Bev Titwank, chief executive of the Impatient Patients Association (IPA) had this to say during an interview with Jeremy ‘Mad’ Axeman on BBC2’s Newshite programme.
"The foundation stone of the National Ill-Health Service was to ensure care for patients, and that was a reality until a succession of moronic governments ‘exorcised’ the dominant and all-encompassing ‘Sergeant-Major’ Matron role that not only guided support staff and nurses but also doctors – and guaranteed the wards were clean and bacteria-free – and Mrs Jones with the kidney stones did not end up having a hysterectomy by mistake.”

“Now these clots are in the process of laying staff off while waiting times for an appointment to get a Band-Aid changed are being measured in months and not weeks. The Hippocratic oath is about treating the sick, not turning a profit to fund the government’s next foreign war of aggression against some hapless Middle East Muslim country.”

“Really, these grasping hospital trusts should be focused on treating patients in the UK and not sending off their staff to run around the 27-member EUSSR community – or any other Third World cesspits – with a first aid kit, an invoice pad and a credit card reader.”

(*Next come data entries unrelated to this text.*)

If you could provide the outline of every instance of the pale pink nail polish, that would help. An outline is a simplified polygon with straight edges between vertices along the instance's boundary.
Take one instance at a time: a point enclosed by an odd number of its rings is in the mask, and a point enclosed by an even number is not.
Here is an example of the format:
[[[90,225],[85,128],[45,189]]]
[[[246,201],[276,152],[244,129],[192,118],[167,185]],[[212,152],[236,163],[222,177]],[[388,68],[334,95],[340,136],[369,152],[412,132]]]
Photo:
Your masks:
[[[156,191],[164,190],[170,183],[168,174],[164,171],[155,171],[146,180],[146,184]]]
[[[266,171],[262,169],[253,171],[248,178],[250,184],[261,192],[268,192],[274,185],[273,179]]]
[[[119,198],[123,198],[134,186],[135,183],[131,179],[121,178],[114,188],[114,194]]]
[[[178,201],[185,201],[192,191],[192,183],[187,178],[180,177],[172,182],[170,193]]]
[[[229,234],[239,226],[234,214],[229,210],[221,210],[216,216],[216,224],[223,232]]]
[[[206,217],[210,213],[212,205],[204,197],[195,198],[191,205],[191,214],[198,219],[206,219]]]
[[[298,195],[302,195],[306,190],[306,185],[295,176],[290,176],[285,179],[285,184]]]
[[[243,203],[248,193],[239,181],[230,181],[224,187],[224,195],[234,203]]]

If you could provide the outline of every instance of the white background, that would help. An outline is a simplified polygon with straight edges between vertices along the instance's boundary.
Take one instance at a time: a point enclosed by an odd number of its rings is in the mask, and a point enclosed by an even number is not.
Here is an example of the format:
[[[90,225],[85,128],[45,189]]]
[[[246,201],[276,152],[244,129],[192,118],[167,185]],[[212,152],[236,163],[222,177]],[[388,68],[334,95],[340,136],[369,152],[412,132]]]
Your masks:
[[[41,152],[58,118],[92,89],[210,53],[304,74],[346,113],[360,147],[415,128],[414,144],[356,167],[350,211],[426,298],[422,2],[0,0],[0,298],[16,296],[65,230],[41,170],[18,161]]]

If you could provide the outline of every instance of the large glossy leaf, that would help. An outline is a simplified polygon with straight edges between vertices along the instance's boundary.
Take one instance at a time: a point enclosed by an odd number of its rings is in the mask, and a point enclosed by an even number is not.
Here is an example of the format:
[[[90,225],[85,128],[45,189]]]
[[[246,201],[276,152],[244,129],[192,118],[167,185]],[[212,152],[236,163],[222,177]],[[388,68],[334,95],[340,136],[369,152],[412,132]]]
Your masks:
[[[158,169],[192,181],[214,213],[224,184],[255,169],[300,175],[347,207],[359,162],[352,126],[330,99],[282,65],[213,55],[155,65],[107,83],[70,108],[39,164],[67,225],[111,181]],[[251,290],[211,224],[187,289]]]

Thought for the day. Hmmm, anybody trust Mrs Milton on this scheme? She who tried to pull a Slaggie Twatcher and steal the kindergarten kiddie’s milk back in 2010, to save a couple of bob – which prompts us to speculate if her own brood of four sprogs were denied the right to suckle at the breast due the restrictive statutes of Keynesian economics.

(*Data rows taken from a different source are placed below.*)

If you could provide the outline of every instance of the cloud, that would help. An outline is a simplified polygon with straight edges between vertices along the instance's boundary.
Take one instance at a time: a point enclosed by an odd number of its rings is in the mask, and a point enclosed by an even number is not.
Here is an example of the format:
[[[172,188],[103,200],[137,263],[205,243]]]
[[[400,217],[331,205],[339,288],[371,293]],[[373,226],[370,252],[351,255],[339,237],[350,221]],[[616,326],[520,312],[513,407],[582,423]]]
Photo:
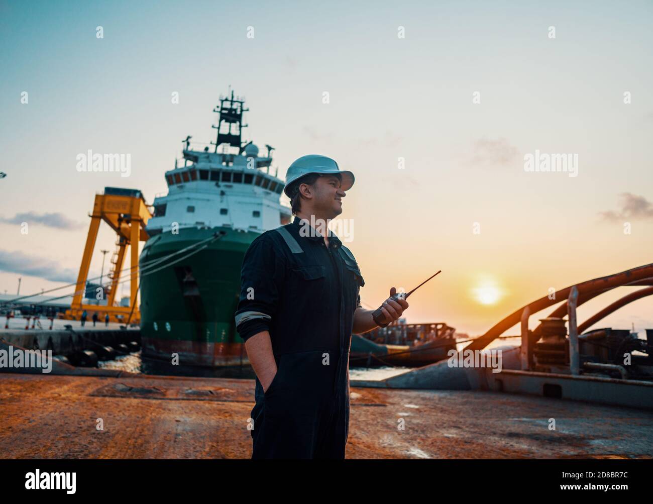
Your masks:
[[[358,138],[356,141],[358,145],[364,146],[382,145],[388,147],[394,147],[400,143],[402,140],[404,140],[403,136],[394,133],[389,129],[387,129],[383,136],[379,135],[377,136],[362,138]]]
[[[630,193],[619,195],[621,210],[618,212],[607,210],[599,213],[606,221],[629,221],[653,218],[653,204],[643,196]]]
[[[515,161],[518,154],[517,148],[505,138],[479,138],[474,142],[471,163],[505,166]]]
[[[312,140],[330,140],[331,137],[333,136],[332,133],[323,133],[319,131],[316,131],[315,129],[310,126],[304,126],[304,131],[311,137]]]
[[[82,224],[70,220],[63,213],[59,212],[40,215],[33,212],[16,213],[9,219],[0,217],[0,222],[4,222],[7,224],[22,224],[24,222],[26,222],[27,224],[42,224],[44,226],[54,227],[57,229],[80,229],[82,227]]]
[[[52,282],[72,283],[78,272],[61,268],[50,259],[27,255],[23,252],[0,250],[0,271],[39,277]]]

Allergy warning: This article was written in a known propaganda-infested area and may contain traces of slight exaggeration, modest porkies, misaligned references and lashings of bush telegraph innuendo.

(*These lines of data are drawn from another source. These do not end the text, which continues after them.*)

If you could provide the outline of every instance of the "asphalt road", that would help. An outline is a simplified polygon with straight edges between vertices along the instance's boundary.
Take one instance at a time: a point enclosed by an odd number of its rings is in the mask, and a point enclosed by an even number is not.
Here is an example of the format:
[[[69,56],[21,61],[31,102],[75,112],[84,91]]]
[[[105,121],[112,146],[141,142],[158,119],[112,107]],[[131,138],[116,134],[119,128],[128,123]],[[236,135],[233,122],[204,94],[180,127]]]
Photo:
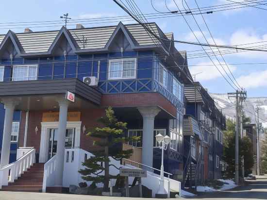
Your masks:
[[[0,200],[129,200],[139,198],[97,197],[62,194],[0,192]],[[182,198],[181,199],[185,199]],[[248,182],[248,185],[234,189],[205,193],[190,200],[267,200],[267,176],[259,177],[256,181]],[[151,200],[151,199],[148,199]]]
[[[247,183],[233,190],[202,194],[190,200],[267,200],[267,176],[258,177],[256,181],[249,181]]]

Rusty’s Skewed News Views (Purveyors of Bespoke Satire) - enhanced with a modest touch of Yeast Logic and a piquant dash of Political Incorrectness: a newsheet and media source not owned by Rupert Murdoch and the Masonic Zionist kikester lobby, committed to the relay of open source information – and immune from litigation under the statutes of the ‘Fair Comment in the Public Interest’ defence.

1 comment:

Anonymous said...

Yeah, she really does look like a cross between old Catweazle and Skeletor with the hair and that rictus grin. Like the Fraggle Rock reference also.